If multiple snippets come from the same source, it is recommended to merge them. This reduces duplicate citations and provides more complete context.

2. Prompt word engineering

Provide clear instructions (prompt) for LLM to generate answers with inline citations and not generate a list of citation sources.

Example Prompt:

You are an intelligent assistant. Please answer the user's question based on the information retrieved below. Add inline citations to your answer in the format [n], where n is the number of the source, for example: [1], [2], or [1][2], [1][3][4]. Please do not generate a list of cited sources. Retrieved information: 1. "The sun generates energy through nuclear fusion in its core." (Source: "The principle of nuclear fusion in the sun", NASA, https://www.nasa.gov/sun) 2. "The sun is mainly composed of hydrogen and helium." (Source: "The composition of the sun", Wikipedia, https://zh.wikipedia.org/wiki/太阳) User question: What is the sun made of? How does it generate energy? Answer:

Please note that this is just an example. Since different LLMs have different understanding and generation capabilities, please further debug and optimize the prompt words based on the LLM you are using so that it can stably output the expected effect.

3. Dynamically manage reference lists

In the first step, we have stored the retrieved content and metadata as structured data to facilitate the subsequent dynamic generation of reference lists.

When LLM generates an answer, it does not use all the retrieved information, but only the information relevant to the user's question. Therefore, we need to parse the inline reference tags (such as [1], [2]) in the LLM-generated content and extract the corresponding reference information from the previously stored metadata.

Extract inline quote tags

citations = re.findall(r"\[(\d+)\]", answer)

Dynamically generating reference lists

citation_list = []for citation in sorted(set(citations)): source = metadata.get(citation, {}) if source: citation_list.append(f"{citation}. [{source['title']}]({source['url']}) - {source['author']}")

Output reference list

print("Citation source:")print("\n".join(citation_list))

Sample output:

Sources: 1. [The principle of nuclear fusion in the sun](https://www.nasa.gov/sun) - NASA 2. [The composition of the sun](https://zh.wikipedia.org/wiki/太阳) - Wikipedia

4. User Interface Integration

The answers generated by LLM are displayed to the user verbatim through streaming technology, with inline citations included in the output text, such as [1], [2].

After the answer is output, the reference list is dynamically extracted and generated based on the reference tags in the output content, and can be displayed in the following ways:

Expand list: Display the full list of citations below your answer
Tooltip: Displays source information when users hover over or click on an inline citation
Direct link: Inline reference jumps directly to the corresponding source page

UI Example:

Answer: The sun is mainly composed of hydrogen and helium[2]. It generates energy through nuclear fusion in its core[1]. [Expand citation source]Citation source: 1. [Principle of nuclear fusion in the sun](https://www.nasa.gov/sun) - NASA 2. [Composition of the sun](https://zh.wikipedia.org/wiki/太阳) - Wikipedia

3. Continuous Optimization

Through the above scheme, we can automatically generate answers with cited sources through structured processing of search data, prompt word engineering and LLM's understanding and generation capabilities.
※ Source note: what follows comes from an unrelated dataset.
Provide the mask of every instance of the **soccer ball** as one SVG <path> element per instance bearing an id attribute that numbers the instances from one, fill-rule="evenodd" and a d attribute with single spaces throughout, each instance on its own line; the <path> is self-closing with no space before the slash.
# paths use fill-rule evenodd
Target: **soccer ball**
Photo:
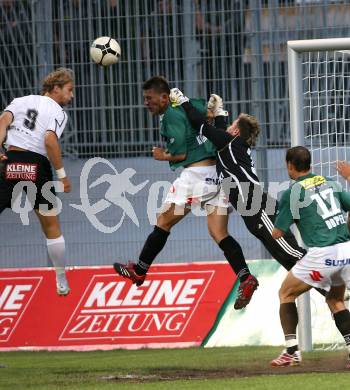
<path id="1" fill-rule="evenodd" d="M 98 65 L 109 66 L 117 63 L 120 58 L 119 43 L 111 37 L 99 37 L 92 42 L 90 56 Z"/>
Combined with the application scenario, we can further make the following optimizations:

Ensure citation accuracy: Verify the consistency of inline citation markers and reference lists to avoid omissions or errors.
Managing long answers: For answers with many citations, important references will be displayed first, and the rest can be collapsed or listed separately.
Improve user experience: Provide multiple ways to display citations, such as tooltips or links, based on user needs.

Using this solution, we can efficiently generate answers with reference sources, which not only ensures the transparency of the generation process, but also provides a flexible user interaction method. This implementation method is simple and easy to use and can be widely used in scenarios such as question-answering systems and knowledge base assistants.